Von Kopf bis Fuß Berlinerin: Ein Buch über Marlene Dietrichs Beziehung zu ihrer Heimatstadt

Gleich nach der Premiere von „Der blaue Engel“ verschwand der neue Star in Richtung Hollywood. Berlin hat sie danach nur selten besucht, wollte hier aber begraben werden.
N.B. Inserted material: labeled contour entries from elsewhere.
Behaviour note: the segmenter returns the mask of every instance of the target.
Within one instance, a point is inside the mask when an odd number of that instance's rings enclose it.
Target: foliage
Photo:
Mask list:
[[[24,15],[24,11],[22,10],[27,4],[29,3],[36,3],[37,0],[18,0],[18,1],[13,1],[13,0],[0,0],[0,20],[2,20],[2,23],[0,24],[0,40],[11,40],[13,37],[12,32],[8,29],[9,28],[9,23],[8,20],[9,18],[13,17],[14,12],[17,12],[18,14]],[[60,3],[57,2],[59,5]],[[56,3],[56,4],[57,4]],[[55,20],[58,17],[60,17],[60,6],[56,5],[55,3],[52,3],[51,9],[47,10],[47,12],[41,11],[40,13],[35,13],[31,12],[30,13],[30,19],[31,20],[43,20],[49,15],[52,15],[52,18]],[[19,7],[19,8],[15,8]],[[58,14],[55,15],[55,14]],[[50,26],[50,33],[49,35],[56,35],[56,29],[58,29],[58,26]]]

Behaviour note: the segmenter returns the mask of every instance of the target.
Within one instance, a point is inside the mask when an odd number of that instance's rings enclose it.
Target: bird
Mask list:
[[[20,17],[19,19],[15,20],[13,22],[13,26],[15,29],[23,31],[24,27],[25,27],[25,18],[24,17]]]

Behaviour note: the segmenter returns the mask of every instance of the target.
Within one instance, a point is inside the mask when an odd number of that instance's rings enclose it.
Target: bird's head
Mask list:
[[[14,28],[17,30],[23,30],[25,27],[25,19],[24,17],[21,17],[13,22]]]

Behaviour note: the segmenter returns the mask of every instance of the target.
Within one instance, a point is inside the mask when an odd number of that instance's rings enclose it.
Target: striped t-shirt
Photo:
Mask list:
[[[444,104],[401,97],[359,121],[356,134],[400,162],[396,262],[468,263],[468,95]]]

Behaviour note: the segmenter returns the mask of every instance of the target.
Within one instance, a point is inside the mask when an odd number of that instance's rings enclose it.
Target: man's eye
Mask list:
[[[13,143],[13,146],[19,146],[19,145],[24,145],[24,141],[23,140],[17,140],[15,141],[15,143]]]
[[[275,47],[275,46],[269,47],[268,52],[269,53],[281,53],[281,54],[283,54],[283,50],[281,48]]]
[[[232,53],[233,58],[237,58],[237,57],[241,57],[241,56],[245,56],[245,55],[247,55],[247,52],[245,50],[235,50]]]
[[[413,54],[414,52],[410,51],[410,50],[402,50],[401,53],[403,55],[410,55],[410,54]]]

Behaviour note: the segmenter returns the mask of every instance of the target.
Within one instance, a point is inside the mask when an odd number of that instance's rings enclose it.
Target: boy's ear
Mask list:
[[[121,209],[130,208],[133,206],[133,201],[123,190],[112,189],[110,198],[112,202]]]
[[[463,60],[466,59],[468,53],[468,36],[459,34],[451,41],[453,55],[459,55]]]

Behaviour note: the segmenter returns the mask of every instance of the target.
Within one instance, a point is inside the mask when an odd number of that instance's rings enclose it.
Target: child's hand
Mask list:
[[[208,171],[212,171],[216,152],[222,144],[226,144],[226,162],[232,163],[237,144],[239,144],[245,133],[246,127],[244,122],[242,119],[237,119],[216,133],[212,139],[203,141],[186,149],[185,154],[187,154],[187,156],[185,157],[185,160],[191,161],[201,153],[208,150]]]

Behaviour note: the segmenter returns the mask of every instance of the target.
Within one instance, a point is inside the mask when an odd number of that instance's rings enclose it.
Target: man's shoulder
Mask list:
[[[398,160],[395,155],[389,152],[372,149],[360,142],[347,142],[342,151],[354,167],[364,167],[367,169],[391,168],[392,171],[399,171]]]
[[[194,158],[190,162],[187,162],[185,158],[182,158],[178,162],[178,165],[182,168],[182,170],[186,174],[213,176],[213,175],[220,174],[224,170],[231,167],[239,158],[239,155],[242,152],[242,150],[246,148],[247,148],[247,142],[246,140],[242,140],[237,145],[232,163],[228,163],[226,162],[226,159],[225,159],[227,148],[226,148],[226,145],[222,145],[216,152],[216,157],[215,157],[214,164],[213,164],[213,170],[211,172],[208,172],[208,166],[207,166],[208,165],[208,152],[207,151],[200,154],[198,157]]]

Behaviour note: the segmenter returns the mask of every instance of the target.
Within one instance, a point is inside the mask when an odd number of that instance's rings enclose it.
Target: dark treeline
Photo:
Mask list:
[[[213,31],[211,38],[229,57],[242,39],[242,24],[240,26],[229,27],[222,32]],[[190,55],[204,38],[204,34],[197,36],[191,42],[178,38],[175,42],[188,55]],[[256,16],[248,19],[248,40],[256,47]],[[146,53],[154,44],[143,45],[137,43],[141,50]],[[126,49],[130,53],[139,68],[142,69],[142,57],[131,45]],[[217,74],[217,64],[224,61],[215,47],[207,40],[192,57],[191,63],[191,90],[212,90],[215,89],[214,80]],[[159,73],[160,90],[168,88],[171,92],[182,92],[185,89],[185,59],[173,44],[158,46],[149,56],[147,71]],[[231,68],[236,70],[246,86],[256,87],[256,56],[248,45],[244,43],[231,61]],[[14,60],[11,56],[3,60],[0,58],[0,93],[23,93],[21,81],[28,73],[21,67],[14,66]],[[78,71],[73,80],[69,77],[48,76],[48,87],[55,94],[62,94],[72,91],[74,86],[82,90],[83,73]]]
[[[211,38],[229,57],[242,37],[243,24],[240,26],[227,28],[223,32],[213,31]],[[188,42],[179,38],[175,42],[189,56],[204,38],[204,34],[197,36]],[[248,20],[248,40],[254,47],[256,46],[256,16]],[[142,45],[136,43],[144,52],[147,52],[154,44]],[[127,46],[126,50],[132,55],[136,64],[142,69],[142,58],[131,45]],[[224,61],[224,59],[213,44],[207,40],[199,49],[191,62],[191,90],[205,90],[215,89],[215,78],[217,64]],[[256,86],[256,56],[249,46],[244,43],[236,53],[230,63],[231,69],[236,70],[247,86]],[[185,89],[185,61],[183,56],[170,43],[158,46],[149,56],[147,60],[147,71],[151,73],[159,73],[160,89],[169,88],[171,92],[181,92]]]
Selbst Udo Lindenberg war „von Kopf bis Fuß auf Liebe eingestellt“, wie vor ihm viele andere. Zum Beispiel die Comedian Harmonists, die Knef und Max Raabe sowieso, und ja, sogar Paul McCartney hat sich zu „Falling in Love Again“ bekannt, 1962 bei einem Auftritt der Beatles im Hamburger Star-Club. Ein Jahrhunderthit also, den Friedrich Hollaender 1930 der Nachwuchskünstlerin Marlene Dietrich für ihre Rolle in „Der blaue Engel“ auf den Leib geschrieben hatte.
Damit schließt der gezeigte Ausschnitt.